Let’s say I have a hiearchical model with variable intercepts and variable slopes per group (in my case per store). For the intercepts I have simply one intercept per store all sharing one prior, this makes sense.

But then for slopes, I want to be able to define one slope per group per predictor. So a multi-dimensional random variable.

# Prior for slopes
mu_b = pm.Normal('mu_beta', mu=0, sd=.1)
sigma_b = pm.HalfNormal('sigma_beta', sd=.1)
# Intercept for each store, distributed around group mean mu_a
a = pm.Normal('intercept', mu=mu_a, sd=sigma_a, shape=len(uniqueStores))
# Slope for each store, distributed around group mean mu_b
b = pm.Normal('b', mu=mu_b, sd=sigma_b, shape=(len(uniqueStores), X.shape[1]))

b has shape=(len(uniqueStores), X.shape[1]).

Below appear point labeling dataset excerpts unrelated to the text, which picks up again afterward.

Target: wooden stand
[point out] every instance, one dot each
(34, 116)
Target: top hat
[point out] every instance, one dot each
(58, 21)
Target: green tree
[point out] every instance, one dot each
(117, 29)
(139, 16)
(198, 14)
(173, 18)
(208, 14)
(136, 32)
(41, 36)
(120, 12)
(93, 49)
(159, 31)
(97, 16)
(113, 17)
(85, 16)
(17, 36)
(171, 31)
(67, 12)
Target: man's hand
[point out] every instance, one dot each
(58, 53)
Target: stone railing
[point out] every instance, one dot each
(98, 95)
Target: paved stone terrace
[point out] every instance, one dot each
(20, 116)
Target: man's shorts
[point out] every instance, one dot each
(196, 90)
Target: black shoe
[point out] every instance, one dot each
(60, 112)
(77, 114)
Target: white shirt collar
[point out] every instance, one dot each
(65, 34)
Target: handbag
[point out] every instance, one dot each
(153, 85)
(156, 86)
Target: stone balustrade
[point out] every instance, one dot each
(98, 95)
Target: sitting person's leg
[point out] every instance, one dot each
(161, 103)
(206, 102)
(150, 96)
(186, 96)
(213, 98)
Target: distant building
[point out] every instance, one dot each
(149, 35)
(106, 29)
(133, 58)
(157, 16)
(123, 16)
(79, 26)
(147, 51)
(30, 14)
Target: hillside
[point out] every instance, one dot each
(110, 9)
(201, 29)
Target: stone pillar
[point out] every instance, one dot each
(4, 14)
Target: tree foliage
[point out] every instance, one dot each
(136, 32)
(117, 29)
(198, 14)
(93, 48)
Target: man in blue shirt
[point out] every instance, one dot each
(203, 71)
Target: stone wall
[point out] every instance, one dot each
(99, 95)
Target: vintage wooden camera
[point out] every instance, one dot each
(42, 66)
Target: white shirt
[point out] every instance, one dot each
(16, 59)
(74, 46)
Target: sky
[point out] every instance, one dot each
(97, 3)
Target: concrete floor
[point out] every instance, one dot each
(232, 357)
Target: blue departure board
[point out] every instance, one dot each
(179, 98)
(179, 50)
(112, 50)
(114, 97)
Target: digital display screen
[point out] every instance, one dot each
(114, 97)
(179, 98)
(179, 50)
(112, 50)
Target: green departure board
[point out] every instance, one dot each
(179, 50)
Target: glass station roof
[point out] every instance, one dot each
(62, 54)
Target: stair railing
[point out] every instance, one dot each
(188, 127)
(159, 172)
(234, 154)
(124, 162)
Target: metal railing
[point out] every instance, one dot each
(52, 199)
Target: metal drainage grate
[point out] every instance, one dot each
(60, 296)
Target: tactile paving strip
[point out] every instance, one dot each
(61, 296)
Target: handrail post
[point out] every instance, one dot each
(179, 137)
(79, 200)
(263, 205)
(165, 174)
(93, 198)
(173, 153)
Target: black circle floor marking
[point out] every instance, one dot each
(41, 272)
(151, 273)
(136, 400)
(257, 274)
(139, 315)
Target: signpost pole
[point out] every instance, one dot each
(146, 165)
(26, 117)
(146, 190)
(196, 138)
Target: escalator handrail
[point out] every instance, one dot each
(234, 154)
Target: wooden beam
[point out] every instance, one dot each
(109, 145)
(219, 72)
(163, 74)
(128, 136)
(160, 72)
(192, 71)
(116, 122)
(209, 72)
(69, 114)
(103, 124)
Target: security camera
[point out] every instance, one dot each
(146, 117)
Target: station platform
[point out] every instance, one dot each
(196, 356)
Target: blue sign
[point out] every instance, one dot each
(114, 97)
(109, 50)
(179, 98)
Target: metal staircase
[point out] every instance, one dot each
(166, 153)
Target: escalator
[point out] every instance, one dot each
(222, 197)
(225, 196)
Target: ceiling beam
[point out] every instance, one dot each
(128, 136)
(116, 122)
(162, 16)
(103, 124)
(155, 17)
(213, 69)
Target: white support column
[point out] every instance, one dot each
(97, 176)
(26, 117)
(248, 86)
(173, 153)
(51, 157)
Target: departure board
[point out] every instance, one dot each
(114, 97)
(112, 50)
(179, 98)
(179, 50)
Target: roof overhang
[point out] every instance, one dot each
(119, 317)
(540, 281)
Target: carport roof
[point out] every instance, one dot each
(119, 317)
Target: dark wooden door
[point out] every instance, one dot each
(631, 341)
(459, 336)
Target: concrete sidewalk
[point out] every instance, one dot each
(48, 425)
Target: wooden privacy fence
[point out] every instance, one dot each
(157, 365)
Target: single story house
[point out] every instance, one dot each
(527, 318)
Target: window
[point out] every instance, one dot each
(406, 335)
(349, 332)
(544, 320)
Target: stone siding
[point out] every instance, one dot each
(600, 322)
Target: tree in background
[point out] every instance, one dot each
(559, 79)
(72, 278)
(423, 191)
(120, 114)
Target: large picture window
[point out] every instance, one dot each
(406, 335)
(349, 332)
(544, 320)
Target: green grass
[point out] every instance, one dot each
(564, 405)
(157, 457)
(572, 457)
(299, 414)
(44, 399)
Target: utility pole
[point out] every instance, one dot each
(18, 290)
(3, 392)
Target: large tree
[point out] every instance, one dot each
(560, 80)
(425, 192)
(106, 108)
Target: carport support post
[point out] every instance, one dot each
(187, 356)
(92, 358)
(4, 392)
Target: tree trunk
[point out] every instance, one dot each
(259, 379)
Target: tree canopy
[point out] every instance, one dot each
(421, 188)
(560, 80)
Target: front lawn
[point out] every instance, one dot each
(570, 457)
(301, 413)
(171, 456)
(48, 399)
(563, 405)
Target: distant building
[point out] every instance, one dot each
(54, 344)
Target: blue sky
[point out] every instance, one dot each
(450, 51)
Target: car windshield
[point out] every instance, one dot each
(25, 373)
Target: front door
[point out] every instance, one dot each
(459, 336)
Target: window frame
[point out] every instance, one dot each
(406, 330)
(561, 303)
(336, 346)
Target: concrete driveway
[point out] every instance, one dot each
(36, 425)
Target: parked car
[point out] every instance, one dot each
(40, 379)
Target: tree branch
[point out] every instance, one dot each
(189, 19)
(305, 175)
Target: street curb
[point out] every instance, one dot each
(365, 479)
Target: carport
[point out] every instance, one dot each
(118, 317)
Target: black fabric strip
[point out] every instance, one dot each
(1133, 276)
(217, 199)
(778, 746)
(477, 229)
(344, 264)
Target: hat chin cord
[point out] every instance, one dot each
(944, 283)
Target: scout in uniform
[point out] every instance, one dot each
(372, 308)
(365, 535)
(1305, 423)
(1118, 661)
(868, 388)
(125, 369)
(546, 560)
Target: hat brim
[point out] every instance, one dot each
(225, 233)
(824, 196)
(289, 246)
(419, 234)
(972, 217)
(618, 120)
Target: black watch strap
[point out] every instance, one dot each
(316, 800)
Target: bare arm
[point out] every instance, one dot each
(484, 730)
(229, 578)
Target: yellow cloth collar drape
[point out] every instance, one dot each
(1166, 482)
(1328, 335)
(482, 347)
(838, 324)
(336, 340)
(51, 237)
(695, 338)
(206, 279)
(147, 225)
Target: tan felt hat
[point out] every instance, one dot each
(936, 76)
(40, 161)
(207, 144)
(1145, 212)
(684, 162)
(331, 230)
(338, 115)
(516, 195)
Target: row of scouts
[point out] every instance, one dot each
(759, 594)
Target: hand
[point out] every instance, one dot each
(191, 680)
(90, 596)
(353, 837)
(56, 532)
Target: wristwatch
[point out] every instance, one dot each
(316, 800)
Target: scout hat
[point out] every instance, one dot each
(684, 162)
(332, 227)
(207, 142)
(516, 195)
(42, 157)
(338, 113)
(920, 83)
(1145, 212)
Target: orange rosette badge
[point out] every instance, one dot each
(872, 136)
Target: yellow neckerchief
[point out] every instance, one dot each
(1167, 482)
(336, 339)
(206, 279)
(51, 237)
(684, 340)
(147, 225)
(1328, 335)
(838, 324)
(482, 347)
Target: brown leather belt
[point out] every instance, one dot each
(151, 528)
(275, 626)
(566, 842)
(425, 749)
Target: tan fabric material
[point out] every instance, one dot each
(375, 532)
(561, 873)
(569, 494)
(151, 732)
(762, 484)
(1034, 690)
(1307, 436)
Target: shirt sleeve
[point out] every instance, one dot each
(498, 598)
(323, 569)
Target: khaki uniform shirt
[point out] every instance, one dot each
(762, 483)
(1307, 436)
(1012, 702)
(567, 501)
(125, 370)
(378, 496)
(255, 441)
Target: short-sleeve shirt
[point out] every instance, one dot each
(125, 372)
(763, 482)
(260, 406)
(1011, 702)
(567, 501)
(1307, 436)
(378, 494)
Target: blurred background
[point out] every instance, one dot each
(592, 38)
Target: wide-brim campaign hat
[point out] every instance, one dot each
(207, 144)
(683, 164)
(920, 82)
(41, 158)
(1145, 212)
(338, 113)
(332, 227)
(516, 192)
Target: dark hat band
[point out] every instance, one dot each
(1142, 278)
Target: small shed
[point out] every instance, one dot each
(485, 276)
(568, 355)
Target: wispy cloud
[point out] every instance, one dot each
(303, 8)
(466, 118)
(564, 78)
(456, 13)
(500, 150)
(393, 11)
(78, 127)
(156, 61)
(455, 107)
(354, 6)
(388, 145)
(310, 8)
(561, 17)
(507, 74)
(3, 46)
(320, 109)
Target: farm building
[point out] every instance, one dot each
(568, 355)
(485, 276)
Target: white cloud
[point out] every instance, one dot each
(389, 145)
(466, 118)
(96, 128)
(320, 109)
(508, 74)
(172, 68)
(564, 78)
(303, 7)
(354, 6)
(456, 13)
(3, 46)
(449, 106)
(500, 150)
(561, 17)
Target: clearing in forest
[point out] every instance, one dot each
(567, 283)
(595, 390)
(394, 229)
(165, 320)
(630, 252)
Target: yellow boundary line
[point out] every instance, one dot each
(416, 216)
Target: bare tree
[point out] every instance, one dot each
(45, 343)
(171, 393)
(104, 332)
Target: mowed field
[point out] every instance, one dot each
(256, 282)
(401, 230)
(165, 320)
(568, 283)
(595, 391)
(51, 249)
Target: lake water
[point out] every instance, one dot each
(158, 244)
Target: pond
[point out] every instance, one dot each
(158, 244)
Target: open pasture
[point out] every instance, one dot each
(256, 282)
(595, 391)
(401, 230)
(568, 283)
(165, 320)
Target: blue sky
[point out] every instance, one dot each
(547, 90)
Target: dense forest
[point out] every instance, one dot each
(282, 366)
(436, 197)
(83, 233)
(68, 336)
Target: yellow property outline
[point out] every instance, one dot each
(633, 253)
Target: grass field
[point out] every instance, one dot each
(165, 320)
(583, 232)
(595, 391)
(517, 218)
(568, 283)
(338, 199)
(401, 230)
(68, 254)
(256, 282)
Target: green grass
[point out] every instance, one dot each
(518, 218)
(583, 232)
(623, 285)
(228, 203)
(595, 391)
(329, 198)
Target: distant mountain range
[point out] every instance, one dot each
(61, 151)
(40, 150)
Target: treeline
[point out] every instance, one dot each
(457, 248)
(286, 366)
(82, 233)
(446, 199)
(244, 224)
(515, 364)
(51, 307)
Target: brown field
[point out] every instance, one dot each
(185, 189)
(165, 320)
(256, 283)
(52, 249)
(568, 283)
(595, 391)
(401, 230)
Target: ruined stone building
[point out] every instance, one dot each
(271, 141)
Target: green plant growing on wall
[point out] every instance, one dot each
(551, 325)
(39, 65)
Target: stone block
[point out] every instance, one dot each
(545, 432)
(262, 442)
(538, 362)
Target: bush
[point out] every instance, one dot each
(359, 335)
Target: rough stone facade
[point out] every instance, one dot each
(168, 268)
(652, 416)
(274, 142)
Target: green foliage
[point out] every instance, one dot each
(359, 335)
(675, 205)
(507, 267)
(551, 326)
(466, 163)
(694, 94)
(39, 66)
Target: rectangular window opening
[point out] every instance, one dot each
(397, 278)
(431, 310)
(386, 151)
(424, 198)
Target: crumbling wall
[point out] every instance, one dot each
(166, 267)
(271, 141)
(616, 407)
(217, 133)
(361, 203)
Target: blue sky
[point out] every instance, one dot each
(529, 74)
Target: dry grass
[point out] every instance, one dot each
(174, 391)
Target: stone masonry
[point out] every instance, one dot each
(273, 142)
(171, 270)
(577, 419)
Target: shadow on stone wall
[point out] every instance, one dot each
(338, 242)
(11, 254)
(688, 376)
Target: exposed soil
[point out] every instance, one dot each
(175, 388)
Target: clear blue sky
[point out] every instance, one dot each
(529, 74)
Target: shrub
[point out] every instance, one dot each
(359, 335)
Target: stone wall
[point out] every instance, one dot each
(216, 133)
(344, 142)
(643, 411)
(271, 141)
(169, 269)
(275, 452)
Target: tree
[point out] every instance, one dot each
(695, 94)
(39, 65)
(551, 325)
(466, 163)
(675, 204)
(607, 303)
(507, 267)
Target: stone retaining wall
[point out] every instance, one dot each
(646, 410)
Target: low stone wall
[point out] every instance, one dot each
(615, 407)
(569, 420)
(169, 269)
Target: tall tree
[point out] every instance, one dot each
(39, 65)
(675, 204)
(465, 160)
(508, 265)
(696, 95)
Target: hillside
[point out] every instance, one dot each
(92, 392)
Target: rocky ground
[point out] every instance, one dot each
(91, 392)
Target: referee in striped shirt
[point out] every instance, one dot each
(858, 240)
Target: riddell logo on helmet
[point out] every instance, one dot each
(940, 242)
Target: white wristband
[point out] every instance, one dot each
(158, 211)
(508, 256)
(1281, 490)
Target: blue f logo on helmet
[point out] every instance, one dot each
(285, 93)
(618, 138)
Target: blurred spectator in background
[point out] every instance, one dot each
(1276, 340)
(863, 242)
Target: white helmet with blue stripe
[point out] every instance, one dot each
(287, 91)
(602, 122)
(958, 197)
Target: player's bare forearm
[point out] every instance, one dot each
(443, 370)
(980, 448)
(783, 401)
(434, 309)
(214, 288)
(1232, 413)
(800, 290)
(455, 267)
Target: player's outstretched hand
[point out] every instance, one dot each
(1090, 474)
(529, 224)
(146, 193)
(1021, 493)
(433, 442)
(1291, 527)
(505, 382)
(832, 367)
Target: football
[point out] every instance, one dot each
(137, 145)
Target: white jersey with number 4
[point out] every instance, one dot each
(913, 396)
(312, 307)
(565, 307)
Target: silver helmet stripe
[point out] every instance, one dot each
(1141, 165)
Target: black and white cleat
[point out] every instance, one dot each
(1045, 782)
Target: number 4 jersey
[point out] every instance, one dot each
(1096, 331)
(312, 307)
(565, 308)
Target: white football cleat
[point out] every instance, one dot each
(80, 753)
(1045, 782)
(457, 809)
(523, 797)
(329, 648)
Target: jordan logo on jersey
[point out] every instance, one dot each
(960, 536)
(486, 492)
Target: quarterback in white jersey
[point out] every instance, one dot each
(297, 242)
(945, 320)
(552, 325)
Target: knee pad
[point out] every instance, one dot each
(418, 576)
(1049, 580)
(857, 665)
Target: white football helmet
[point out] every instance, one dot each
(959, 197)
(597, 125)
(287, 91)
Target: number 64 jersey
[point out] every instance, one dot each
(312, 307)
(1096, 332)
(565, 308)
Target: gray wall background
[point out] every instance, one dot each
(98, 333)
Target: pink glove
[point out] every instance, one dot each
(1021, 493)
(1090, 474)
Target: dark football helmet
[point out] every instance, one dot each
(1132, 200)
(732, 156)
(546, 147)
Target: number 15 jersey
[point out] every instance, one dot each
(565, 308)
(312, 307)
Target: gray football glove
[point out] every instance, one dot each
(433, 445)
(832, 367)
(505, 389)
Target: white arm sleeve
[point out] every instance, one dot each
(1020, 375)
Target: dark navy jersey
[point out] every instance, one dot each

Would it be possible to define a different prior for the different slopes for each predictor? Because right now if I understand correctly b only has one prior defined for all groups and all predictors slopes. This doesn’t really makes sense. Ideally we should have one prior per predictor partially pooling all groups for this predictor slope.

I could add each predictor slope random-variable with it’s pooled prior manually, but I would rather keep this vectorized. Is there any way of doing this?


If the different priors are from the same family of distribution (e.g., Normal distribution with different mu and std), you can specify the prior using a vector for mu and a vector for sd.

If you want different distributions as prior, you will need one RV per slope. You can do b = pm.Deterministic('beta', tt.stack([beta1, beta2...])) to vectorized it.